Last Tuesday, a group of people sat in a circle and we began an open discussion about our questions about our faith. I have called this group “Doubters Anonymous” and have invited anyone who wants to explore any aspect of their faith to come together during Lent and do so in an open, welcoming atmosphere where we have placed a moratorium on heresy hunting.
These are the questions that came up in our time together:
- Questions about prayer: how to recognize answers—or no answers.
- How to recognize and develop a personal relationship with god.
- How to talk with God?
- What forces of evil are against us? How much power do they have?
- Do we either have to believe in the Bible wholly or don’t believe any of it?

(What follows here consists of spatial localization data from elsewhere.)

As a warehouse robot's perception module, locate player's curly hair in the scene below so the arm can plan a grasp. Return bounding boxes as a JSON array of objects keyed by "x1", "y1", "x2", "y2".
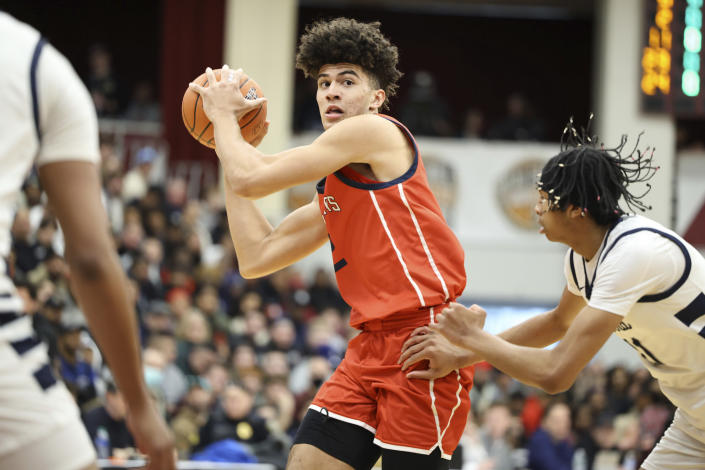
[
  {"x1": 537, "y1": 115, "x2": 659, "y2": 225},
  {"x1": 296, "y1": 18, "x2": 402, "y2": 108}
]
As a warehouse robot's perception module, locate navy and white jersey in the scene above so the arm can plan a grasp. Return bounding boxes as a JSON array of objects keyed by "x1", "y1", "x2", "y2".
[
  {"x1": 0, "y1": 12, "x2": 100, "y2": 276},
  {"x1": 0, "y1": 12, "x2": 100, "y2": 458},
  {"x1": 565, "y1": 216, "x2": 705, "y2": 438}
]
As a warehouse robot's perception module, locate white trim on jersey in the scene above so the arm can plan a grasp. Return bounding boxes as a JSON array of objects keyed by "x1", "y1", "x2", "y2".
[
  {"x1": 308, "y1": 405, "x2": 377, "y2": 434},
  {"x1": 428, "y1": 379, "x2": 443, "y2": 454},
  {"x1": 397, "y1": 183, "x2": 450, "y2": 300},
  {"x1": 438, "y1": 369, "x2": 463, "y2": 451},
  {"x1": 368, "y1": 190, "x2": 426, "y2": 307}
]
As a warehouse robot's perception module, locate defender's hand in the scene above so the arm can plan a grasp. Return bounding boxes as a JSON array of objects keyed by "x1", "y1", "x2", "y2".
[{"x1": 429, "y1": 302, "x2": 487, "y2": 349}]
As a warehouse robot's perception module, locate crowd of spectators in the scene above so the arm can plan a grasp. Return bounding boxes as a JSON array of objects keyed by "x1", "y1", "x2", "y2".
[
  {"x1": 6, "y1": 145, "x2": 673, "y2": 470},
  {"x1": 5, "y1": 46, "x2": 673, "y2": 470}
]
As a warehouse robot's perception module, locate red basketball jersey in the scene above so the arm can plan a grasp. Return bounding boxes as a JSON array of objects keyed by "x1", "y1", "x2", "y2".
[{"x1": 317, "y1": 115, "x2": 466, "y2": 327}]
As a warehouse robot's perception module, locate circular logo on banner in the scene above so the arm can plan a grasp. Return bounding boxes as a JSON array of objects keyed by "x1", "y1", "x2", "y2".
[{"x1": 497, "y1": 158, "x2": 546, "y2": 230}]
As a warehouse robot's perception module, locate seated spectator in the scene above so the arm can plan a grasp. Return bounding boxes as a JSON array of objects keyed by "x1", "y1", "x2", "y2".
[
  {"x1": 199, "y1": 384, "x2": 269, "y2": 447},
  {"x1": 124, "y1": 80, "x2": 162, "y2": 122},
  {"x1": 57, "y1": 325, "x2": 98, "y2": 409},
  {"x1": 480, "y1": 402, "x2": 522, "y2": 470},
  {"x1": 145, "y1": 334, "x2": 188, "y2": 410},
  {"x1": 170, "y1": 382, "x2": 213, "y2": 459},
  {"x1": 82, "y1": 382, "x2": 135, "y2": 458},
  {"x1": 528, "y1": 402, "x2": 574, "y2": 470},
  {"x1": 122, "y1": 146, "x2": 159, "y2": 203}
]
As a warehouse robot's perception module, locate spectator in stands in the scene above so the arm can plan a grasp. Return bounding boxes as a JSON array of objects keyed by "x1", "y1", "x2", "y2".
[
  {"x1": 170, "y1": 382, "x2": 213, "y2": 459},
  {"x1": 122, "y1": 146, "x2": 158, "y2": 202},
  {"x1": 81, "y1": 382, "x2": 135, "y2": 457},
  {"x1": 528, "y1": 402, "x2": 574, "y2": 470},
  {"x1": 57, "y1": 324, "x2": 97, "y2": 409},
  {"x1": 199, "y1": 384, "x2": 269, "y2": 447},
  {"x1": 147, "y1": 334, "x2": 188, "y2": 411},
  {"x1": 479, "y1": 402, "x2": 521, "y2": 470}
]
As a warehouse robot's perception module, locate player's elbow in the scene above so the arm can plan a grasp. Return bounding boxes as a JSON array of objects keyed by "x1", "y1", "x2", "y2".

And what does it meant to “believe in the Bible?”
- How did the biblical record go from a God who likes to kill everybody to a God who seems totally different and loving in the New Testament?
- Does God “talk” to some people?
- If he “hear” God, or see something that looks like an answer to prayer, how do we know this is from God?
- Should prayers be said out loud to be heard?
- How do you interpret the Bible?
- Why are there so many translations of the Bible?
- What about other writings? The Apocrypha and the Gnostic writings and the other writings discovered when the Dead Sea Scrolls surfaced. Why are some considered “inspired” and others not?
- What does God expect of us?
- What about other religions that consider themselves Christian, but are radically, different, such as Mormons and their reverence for Joseph Smith?
- There are lots of sincere people in the world, but who do not believe in Jesus. Will they have eternal life?
- What does it mean to need to renew our salvation? Aren’t we just once saved/always saved?
- What is the actual nature of salvation?
- What does it mean to be truly saved?
Pretty interesting, isn’t it? Do you have any of the same questions? Different ones? What particular stances in Christianity trouble you? Let’s talk–and see if we can’t find some clarity in the midst of all this.